Pfr. Christoph Sperling

 

Vor 10 Jahren, also 20 Jahre nach 1989, haben wir in der Cafeteria des Kardinal-Jaeger-Hauses einen Vortrag von Frau Degenhardt gehört, die die Montagsgebete hier mit ihrer Gitarre begleitet hatte und das heute auch noch einmal tun wird. In diesem Zusammenhang bekam ich auch die Tonaufnahmen von 1989, die ich mir nun nochmal angehört habe. Ein Zeitdokument.  Ich erkenne Stimmen von Menschen, die mir vertraut sind. Aber wir sind alle 30 Jahre älter. Manche sind schon von uns gegangen wie Pfr. Krause, der sich vor 30 Jahren durchgerungen hatte, diese Kirche für die Montagsgebete zu öffnen. Es ist nun Geschichte, was damals geschah. Heute wissen wir, wie sich die Dinge weiterentwickelt haben. Damals war alles ungewiß. Es gab ein relativ kurzes Zeitfenster, das grob gesprochen mit dem Mauerfall zu Ende ging. Der Slogan „Visafrei bis Hawei“ war schon hier in der Kirche ausgesprochen worden und wurde dann nach dem 9.11.89 fleißig in die Tat umgesetzt.

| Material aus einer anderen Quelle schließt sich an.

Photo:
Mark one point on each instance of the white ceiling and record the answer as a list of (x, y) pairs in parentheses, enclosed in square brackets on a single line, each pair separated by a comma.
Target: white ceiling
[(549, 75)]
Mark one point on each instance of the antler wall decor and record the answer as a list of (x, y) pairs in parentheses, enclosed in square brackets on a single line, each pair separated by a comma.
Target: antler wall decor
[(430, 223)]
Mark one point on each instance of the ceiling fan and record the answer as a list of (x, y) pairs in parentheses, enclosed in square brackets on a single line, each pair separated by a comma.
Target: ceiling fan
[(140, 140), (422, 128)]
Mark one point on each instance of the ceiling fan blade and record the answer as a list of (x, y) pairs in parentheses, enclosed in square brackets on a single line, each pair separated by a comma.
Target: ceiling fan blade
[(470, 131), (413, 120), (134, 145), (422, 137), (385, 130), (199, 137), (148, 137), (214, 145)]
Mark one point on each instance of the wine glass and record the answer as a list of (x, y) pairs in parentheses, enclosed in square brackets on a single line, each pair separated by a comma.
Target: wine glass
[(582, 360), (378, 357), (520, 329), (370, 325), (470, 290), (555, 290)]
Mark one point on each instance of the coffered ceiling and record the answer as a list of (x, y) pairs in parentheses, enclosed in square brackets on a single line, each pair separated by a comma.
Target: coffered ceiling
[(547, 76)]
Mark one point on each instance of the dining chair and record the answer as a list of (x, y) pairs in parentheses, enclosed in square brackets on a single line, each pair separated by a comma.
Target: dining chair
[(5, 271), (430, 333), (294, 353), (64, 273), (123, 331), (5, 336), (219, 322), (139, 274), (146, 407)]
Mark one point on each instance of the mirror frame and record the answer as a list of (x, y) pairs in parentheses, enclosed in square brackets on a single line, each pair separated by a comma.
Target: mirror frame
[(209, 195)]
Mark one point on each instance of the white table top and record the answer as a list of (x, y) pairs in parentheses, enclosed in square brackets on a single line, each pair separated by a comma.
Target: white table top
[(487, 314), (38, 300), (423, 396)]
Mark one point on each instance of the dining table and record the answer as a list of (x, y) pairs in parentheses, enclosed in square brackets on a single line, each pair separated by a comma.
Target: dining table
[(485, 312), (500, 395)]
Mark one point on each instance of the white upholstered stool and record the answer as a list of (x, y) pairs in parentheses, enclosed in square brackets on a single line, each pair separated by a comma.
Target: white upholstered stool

Es war eigentlich nur eine kurze Zeit, es waren nur wenige Wochen, die die eigentliche Wende ausmachten: plötzlich trauten sich sehr viele Menschen in der DDR auf die Straße, obwohl man noch nicht sicher sein konnte, daß die Staatsmacht nicht mit Gewalt und Verhaftungen reagieren würde. Es war die Stunde, wo viele Leute echten Mut bewiesen, das Risiko auf sich nahmen, verhaftet zu werden, wo sie spürten, wirklich etwas bewegen zu können – gemeinsam mit vielen anderen, die vorher keine Stimme hatten. Es war eine ganz besondere Zeit. Es ist schwer, diejenigen, die damals noch nicht geboren oder zu jung waren, die Stimmung und die Atmosphäre nachempfinden zu lassen. Dazu muß man auch das Ohnmachtsgefühl eines DDR-Bürgers kennen, die lähmende Erfahrung der Rechtlosigkeit, die mangelnde Meinungsfreiheit, die Indoktrination durch Schule und Medien, die Verlogenheit des öffentlichen Lebens, die graue Tristesse, die uns damals im öffentlichen Raum umgab, die heute weitegehend vergessene schreckliche Umweltverschmutzung durch die sozialistischen Wirtschaft sowie die allgegenwärtige Bespitzelung durch die Stasi. Daß nun plötzlich so viele sich auf die Straße trauten, daß öffentlich die Wahrheit ausgesprochen und Mißstände angeprangert werden konnten, war ein Erlebnis, das unter die Haut ging. Daß so viele eine große und starke Gemeinschaft bildeten und die Staatsmacht zum Wanken bringen konnten, wird nicht wenigen als eines ihrer größten Erlebnisse in Erinnerung bleiben. Ein Wort, das damals immer wieder gesagt wurde, war: Wir haben keine Angst mehr! Das war der wichtigste Punkt.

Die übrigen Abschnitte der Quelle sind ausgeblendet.